Immerhin, dir ist hier ein kleines Meisterwerk gelungen, das zeigt, dass Gespräche mit solch abstrakten Begriffen dort am besten aufgehoben sind, wo du sie hinverbracht hast: In eine fiktive Welt.
Als echter Idealist wundere ich mich immer wieder, wenn Ihr Gedanken, die mir in dieser Form tatsächlich kommen, wie Ironie behandelt. ;)

Freundliche Grüße vom,

Berg

 

Lieber Berg,

das habe ich gerne gelesen, wenn ich auch ansonsten von schneekalten Umgebungen die Nase voll habe zur Zeit :-).
Man kann in deiner Geschichte so schön durch die Kälte mitstapfen, sich in der Kneipe daneben setzen (wenn ich auch die Beschreibung der Wirtin als Verblühende ein wenig fies finde - liegt sicher daran, dass ich Anfang 50 bin ...). Philosophie am Tresen, nett. Und die Frage, ob es ein Schicksal oder einen Gott oder beides gibt, wird durch deine Erzählung schön aufgewirbelt.

Aber ich finde Robert hat Recht, 'Scheiss drauf', wenn das Leben sich schicksalhaft verabschieden will, denn was würde die Angst davor ihm nützen?

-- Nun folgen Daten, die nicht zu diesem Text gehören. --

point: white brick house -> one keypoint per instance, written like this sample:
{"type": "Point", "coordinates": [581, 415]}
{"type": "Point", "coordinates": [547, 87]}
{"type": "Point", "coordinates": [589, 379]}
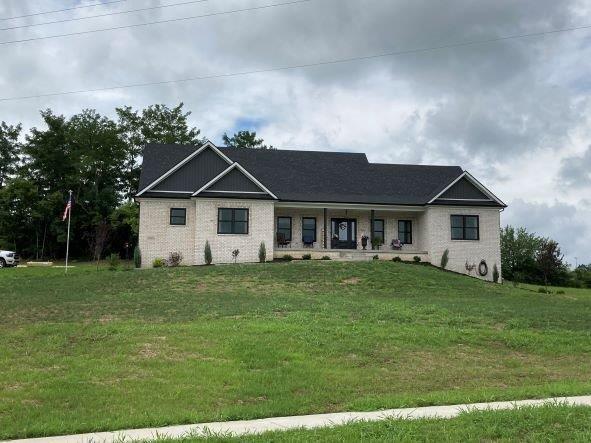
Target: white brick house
{"type": "Point", "coordinates": [318, 203]}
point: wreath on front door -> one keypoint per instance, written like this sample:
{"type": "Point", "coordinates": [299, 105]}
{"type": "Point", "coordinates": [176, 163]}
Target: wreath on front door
{"type": "Point", "coordinates": [483, 268]}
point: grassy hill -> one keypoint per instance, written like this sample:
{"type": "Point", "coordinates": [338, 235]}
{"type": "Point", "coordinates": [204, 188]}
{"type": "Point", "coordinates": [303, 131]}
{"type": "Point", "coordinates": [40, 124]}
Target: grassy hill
{"type": "Point", "coordinates": [107, 350]}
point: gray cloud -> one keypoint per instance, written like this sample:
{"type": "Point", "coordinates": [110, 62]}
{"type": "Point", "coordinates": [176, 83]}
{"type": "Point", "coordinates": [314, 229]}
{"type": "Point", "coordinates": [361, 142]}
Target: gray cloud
{"type": "Point", "coordinates": [495, 109]}
{"type": "Point", "coordinates": [576, 171]}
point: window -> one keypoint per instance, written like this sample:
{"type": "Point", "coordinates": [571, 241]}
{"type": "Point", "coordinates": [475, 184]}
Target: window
{"type": "Point", "coordinates": [178, 216]}
{"type": "Point", "coordinates": [232, 221]}
{"type": "Point", "coordinates": [465, 227]}
{"type": "Point", "coordinates": [308, 229]}
{"type": "Point", "coordinates": [378, 230]}
{"type": "Point", "coordinates": [405, 231]}
{"type": "Point", "coordinates": [284, 227]}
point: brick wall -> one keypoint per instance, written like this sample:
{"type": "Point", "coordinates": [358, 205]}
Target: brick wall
{"type": "Point", "coordinates": [438, 227]}
{"type": "Point", "coordinates": [261, 229]}
{"type": "Point", "coordinates": [158, 238]}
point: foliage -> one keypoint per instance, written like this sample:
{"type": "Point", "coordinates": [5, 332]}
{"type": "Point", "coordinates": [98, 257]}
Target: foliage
{"type": "Point", "coordinates": [207, 253]}
{"type": "Point", "coordinates": [92, 155]}
{"type": "Point", "coordinates": [445, 259]}
{"type": "Point", "coordinates": [245, 139]}
{"type": "Point", "coordinates": [114, 262]}
{"type": "Point", "coordinates": [174, 259]}
{"type": "Point", "coordinates": [137, 257]}
{"type": "Point", "coordinates": [550, 262]}
{"type": "Point", "coordinates": [189, 327]}
{"type": "Point", "coordinates": [9, 150]}
{"type": "Point", "coordinates": [262, 253]}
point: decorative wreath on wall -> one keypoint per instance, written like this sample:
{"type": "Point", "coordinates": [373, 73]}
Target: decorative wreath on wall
{"type": "Point", "coordinates": [483, 268]}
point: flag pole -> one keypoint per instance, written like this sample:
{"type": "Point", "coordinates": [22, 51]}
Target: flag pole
{"type": "Point", "coordinates": [68, 239]}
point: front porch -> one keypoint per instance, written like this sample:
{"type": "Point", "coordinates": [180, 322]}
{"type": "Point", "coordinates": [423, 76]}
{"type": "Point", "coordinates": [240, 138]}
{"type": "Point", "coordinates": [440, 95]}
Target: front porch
{"type": "Point", "coordinates": [345, 232]}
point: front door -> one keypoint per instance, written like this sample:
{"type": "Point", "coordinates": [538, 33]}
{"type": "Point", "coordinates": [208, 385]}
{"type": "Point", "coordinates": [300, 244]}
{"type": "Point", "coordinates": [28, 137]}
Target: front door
{"type": "Point", "coordinates": [344, 233]}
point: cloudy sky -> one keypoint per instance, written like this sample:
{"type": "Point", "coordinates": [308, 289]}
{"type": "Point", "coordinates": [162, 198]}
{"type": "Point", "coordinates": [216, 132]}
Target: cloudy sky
{"type": "Point", "coordinates": [516, 113]}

Und wie immer es in Wirklichkeit sein mag, besser, man stellt sich sowas wie Willensfreiheit vor für sein Leben.

Tolle Story,

beste Grüße,

Eva

 

Liebe Eva,

das hier ist ein sehr hübscher Gedanke:

Aber ich finde Robert hat Recht, 'Scheiss drauf', wenn das Leben sich schicksalhaft verabschieden will, denn was würde die Angst davor ihm nützen?
Du hast Recht: Angst wäre völlig nutzlos. Wie meistens.

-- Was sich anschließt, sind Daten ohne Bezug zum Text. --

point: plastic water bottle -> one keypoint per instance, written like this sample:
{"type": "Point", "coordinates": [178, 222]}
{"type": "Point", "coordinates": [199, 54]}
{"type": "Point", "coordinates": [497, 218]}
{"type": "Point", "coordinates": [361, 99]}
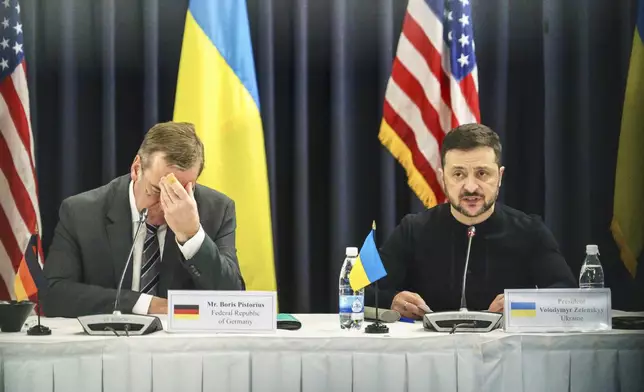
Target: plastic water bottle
{"type": "Point", "coordinates": [591, 275]}
{"type": "Point", "coordinates": [351, 302]}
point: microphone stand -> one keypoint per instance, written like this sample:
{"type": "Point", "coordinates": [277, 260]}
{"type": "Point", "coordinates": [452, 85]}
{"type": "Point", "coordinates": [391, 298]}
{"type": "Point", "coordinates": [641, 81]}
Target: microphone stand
{"type": "Point", "coordinates": [129, 324]}
{"type": "Point", "coordinates": [463, 319]}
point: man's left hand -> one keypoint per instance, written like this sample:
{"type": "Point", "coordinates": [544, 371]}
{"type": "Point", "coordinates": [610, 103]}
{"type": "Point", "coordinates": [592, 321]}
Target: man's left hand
{"type": "Point", "coordinates": [179, 208]}
{"type": "Point", "coordinates": [497, 304]}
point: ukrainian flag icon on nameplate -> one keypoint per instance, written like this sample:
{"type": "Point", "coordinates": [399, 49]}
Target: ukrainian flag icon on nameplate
{"type": "Point", "coordinates": [523, 309]}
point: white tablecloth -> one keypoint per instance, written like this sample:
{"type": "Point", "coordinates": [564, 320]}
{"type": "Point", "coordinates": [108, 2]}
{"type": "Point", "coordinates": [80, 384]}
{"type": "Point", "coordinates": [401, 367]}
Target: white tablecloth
{"type": "Point", "coordinates": [321, 357]}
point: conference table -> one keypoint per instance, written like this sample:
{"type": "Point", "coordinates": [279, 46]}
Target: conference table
{"type": "Point", "coordinates": [321, 357]}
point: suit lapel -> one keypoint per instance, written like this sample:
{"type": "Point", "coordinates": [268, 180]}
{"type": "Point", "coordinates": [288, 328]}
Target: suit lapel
{"type": "Point", "coordinates": [169, 262]}
{"type": "Point", "coordinates": [119, 231]}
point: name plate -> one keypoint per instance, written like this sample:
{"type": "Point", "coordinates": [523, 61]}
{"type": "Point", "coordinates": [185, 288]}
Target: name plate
{"type": "Point", "coordinates": [557, 310]}
{"type": "Point", "coordinates": [222, 311]}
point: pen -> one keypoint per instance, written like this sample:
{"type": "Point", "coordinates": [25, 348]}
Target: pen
{"type": "Point", "coordinates": [406, 320]}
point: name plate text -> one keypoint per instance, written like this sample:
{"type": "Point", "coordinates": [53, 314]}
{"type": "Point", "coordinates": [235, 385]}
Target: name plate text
{"type": "Point", "coordinates": [557, 310]}
{"type": "Point", "coordinates": [222, 311]}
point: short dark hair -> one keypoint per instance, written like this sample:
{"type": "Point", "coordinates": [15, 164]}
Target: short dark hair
{"type": "Point", "coordinates": [470, 136]}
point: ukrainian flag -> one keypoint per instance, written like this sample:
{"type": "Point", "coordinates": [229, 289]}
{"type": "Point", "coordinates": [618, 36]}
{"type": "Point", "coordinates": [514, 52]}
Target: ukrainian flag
{"type": "Point", "coordinates": [628, 208]}
{"type": "Point", "coordinates": [217, 91]}
{"type": "Point", "coordinates": [368, 267]}
{"type": "Point", "coordinates": [523, 309]}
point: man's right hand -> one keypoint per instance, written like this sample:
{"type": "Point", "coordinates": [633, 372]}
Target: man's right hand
{"type": "Point", "coordinates": [409, 305]}
{"type": "Point", "coordinates": [158, 306]}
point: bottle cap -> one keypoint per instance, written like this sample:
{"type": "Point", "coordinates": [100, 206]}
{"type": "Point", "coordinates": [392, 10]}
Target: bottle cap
{"type": "Point", "coordinates": [352, 251]}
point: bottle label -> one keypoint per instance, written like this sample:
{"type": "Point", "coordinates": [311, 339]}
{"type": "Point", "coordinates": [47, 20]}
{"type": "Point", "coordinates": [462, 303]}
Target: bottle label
{"type": "Point", "coordinates": [351, 304]}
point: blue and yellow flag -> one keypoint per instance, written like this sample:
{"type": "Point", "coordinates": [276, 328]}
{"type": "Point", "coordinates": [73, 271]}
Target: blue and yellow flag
{"type": "Point", "coordinates": [368, 268]}
{"type": "Point", "coordinates": [628, 206]}
{"type": "Point", "coordinates": [217, 91]}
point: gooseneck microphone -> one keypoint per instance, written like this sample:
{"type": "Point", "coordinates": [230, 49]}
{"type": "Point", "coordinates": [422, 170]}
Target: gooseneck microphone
{"type": "Point", "coordinates": [464, 320]}
{"type": "Point", "coordinates": [116, 323]}
{"type": "Point", "coordinates": [471, 232]}
{"type": "Point", "coordinates": [143, 216]}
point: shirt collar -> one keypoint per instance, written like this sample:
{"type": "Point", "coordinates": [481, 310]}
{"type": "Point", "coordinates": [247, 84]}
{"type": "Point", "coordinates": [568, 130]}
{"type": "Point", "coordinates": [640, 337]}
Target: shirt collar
{"type": "Point", "coordinates": [135, 212]}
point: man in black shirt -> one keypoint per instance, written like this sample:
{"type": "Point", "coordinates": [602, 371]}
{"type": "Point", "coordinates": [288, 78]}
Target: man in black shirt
{"type": "Point", "coordinates": [425, 255]}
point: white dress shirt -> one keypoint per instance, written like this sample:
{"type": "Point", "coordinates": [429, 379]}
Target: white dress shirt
{"type": "Point", "coordinates": [189, 249]}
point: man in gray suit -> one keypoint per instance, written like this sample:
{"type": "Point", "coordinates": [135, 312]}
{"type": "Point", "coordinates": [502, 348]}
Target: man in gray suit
{"type": "Point", "coordinates": [187, 243]}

Mir fällt manchmal auf, dass Frauen ab einem gewissen Alter von den Medien (und auch sonst) schlecht behandelt werden. Nach den Gesetzen der Biologie verflüchtigen sich körperliche Reize. Dafür kommen Erfahrungen und Ideen und vielleicht mehr Freiheit dazu. ;)

Ich mag deine Art zu kommentieren, die sehr kurz und prägnant deinen Eindruck zusammenfasst. In diesem Fall natürlich besonders, weil du die Geschichte magst.